The possibilities for artificial intelligence applications in healthcare are vast, ranging from emergency rooms to primary care to home care.
FREMONT, CA:Artificial intelligence (AI) applications in healthcare have sparked a debate about whether AI doctors would eventually be able to replace human doctors. Experts believe that human doctors will not be replaced by computers anytime soon. Still, AI in healthcare can assist doctors in making better clinical decisions or possibly replace human judgment in specific areas of healthcare.
A new study led by a research team of one university faculty and alumni created and applied AI, or machine learning algorithms, to physiological data from patients with chronic pain suffering from sickle cell disease, including respiratory rate, oxygen levels, pulse rate, body temperature, blood pressure, and so on. The scientists' methodology outperformed baseline models in determining subjective pain levels and detected changes in pain and atypical pain swings.
The researchers used data from 46 adults and children with sickle cell disease who were hospitalized for a total of 105 days, looking at physiological data and patient-reported pain scores to construct models that could estimate pain levels and detect changes in pain levels using machine learning. Patients should currently rate their pain on a scale of zero to ten.
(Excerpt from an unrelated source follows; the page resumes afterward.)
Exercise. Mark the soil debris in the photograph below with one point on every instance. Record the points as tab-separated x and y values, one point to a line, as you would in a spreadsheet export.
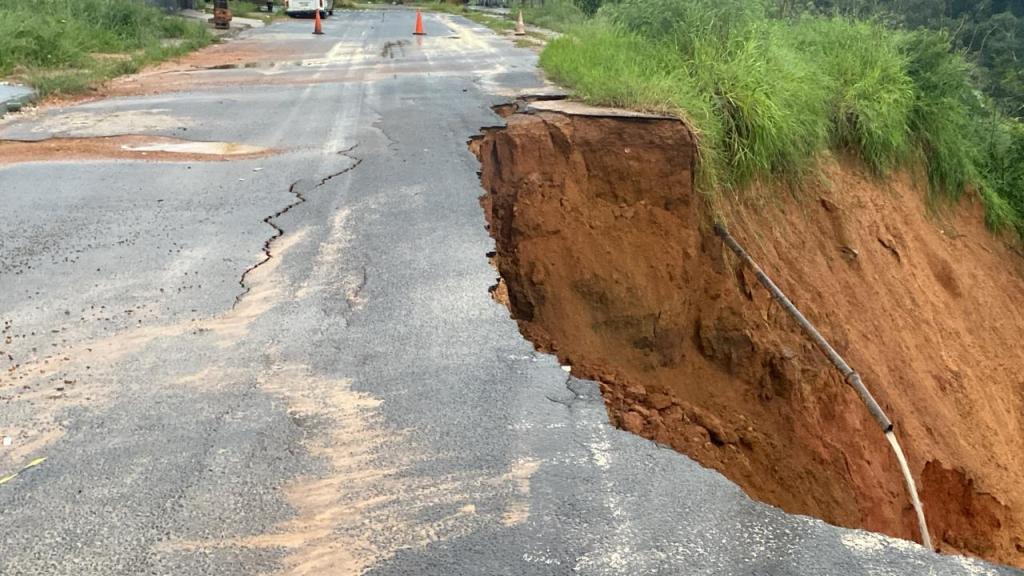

This can be a difficult task because many people experience pain in different ways, and little children and comatose patients cannot rate their discomfort in any way.
According to the researchers, these subjective pain assessments might be improved with a more objective, less intrusive, data-driven approach to aid clinicians in developing a more appropriate treatment plan. The researchers then compared their new models to others that attempted to assess pain levels but did not use physiological estimations, and the new models outflanked the current models. With the research, the team aimed to understand better how people experience pain, and they hope that the long-term upshot of this line of study is a more quantitative approach to pain management.
The possibilities for AI applications in healthcare are vast, ranging from emergency rooms to primary care to home care. AI can be used in healthcare to automate patient evaluation and remove assessor bias. It can assess a patient's risk of developing a specific disease, such as analyzing illness by deciphering ECG results and X-ray images, choosing the best treatment based on a patient's clinical history and clinical trial results, and monitoring disease and recognizing early warning signs of deterioration.